The data during the faults is not reported as you would not need a model but you could just calculate the data rate trends comapring the rate before and during the fault. The previously reported validation data is a processed version of the currently available, where still you would not have the data measured during the fault but just the data collected before the fault + (fault duration and the relation between the node where the fault occurs and the where the rate is measured)
Hi, Amy.
The test data is not there. Now, there is only SampleSubmission CSV
And now, there is no test data. or am I missing something?
Could someone please tell me where I can find the data? I have already followed all the steps to register on this website :https://challenge.aiforgood.itu.int/match/matchitem/78, but I am unable to locate the data.
Could you please tell us where the Test Data is ?
Hello, I am checking whether there is a problem with data availability. Sorry for this delay.
Antonio
Any timeline on when the test data will be uploaded ?
Hello, the validation is now available.
@amyflorida626
The data changed or is the same as before?
Some reason why the team deleted the validation data?
I would recommend downloading the new data in case one or two features changed.

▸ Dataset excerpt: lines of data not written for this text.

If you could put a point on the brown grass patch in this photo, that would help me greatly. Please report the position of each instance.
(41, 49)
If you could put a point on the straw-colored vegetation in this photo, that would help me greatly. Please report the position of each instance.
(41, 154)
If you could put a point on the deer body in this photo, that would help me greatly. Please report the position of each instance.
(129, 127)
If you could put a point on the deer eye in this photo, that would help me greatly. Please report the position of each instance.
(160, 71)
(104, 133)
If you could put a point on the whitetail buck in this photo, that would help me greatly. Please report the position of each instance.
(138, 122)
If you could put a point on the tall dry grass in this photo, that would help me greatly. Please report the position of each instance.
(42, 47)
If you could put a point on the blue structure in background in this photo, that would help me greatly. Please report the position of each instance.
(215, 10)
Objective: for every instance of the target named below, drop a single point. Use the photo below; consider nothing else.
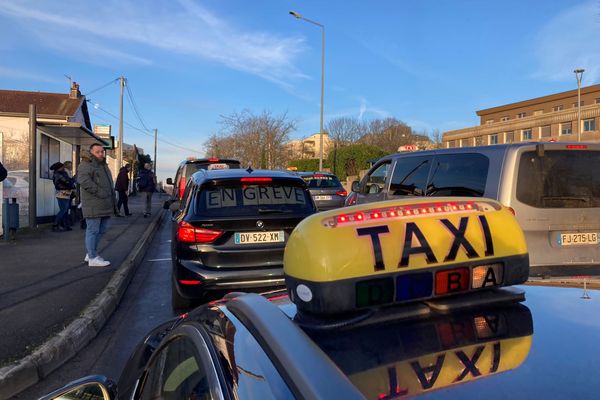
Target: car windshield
(322, 182)
(247, 200)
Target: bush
(349, 160)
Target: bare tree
(256, 140)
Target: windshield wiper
(271, 211)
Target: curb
(67, 343)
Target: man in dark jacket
(122, 186)
(3, 172)
(147, 185)
(97, 201)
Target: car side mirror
(97, 387)
(174, 207)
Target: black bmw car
(230, 230)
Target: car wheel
(178, 301)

@amyflorida626, many of the new validation data provided has missing "access_success_rate" value.
To be specific, 572 files have the access_success_rate value as all NaN. e.g. (B0017-25_27.csv.csv)
This was not the case for the old validation data provided. Is this intentional?

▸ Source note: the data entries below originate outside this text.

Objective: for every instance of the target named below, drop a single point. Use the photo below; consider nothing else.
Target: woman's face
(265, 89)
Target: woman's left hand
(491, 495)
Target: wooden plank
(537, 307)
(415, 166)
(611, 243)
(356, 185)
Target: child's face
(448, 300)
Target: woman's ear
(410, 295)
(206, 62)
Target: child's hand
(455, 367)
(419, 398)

The data during the faults is not reported as you would not need a model but you could just calculate the data rate trends comapring the rate before and during the fault. The previously reported validation data is a processed version of the currently available, where still you would not have the data measured during the fault but just the data collected before the fault + (fault duration and the relation between the node where the fault occurs and the where the rate is measured)

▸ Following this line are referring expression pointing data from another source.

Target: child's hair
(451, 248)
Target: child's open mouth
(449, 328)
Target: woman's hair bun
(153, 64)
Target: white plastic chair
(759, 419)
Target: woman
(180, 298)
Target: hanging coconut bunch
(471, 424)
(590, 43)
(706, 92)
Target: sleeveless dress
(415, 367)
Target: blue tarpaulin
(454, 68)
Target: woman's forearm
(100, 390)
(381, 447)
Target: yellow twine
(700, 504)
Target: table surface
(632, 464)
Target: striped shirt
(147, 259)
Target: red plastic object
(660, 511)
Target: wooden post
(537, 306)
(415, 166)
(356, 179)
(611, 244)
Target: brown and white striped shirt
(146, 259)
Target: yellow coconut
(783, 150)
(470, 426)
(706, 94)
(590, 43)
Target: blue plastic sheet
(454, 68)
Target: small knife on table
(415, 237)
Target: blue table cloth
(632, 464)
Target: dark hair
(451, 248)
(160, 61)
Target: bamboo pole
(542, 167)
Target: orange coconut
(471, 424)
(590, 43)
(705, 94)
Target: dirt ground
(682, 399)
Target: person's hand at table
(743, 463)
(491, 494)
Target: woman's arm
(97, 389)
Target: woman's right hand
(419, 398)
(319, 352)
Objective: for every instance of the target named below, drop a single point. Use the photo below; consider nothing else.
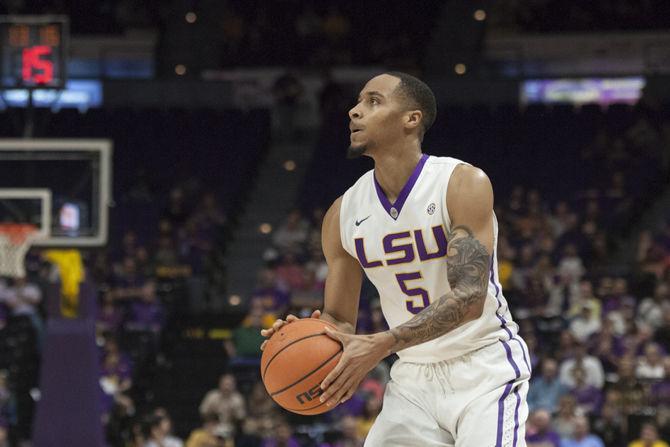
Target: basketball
(294, 363)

I am refering to the access_success_rate for the data collected before the fault.
I see, in this case, handling anomalies and missing values is part of the challenge
In the previously provided validation data. The values are provided for the instance just before the fault occurs. This is now missing for some files.
I wish to have an option for posting figures. I would have added some pictorial example of our observation
You can point me out the specific file. In general, as I said, managing missing data is part of the challenge.
Examples include
'B0017-25_27.csv.csv'
'B0017-32_16.csv.csv'
'B0017-33_16.csv.csv'
For instance, B0017-25_27 below
compared to the old processed validation data
One can see clearly that all the access_success_rate values are NaN even before fault in the new validation data for this particular ID
My understanding is that these lines with NaN values are your target. You want to know whether the data rate goes up or down.
No, the targets are actually not any of the provided columns.
For the lines before the last, we have no fault..... so, no NaN.
For the last line (when there is fault), all other columns are intentionally turned to NaN except the fault_duration and relation columns.
As said, it is part of the job, you can try to infer the data or neglect it.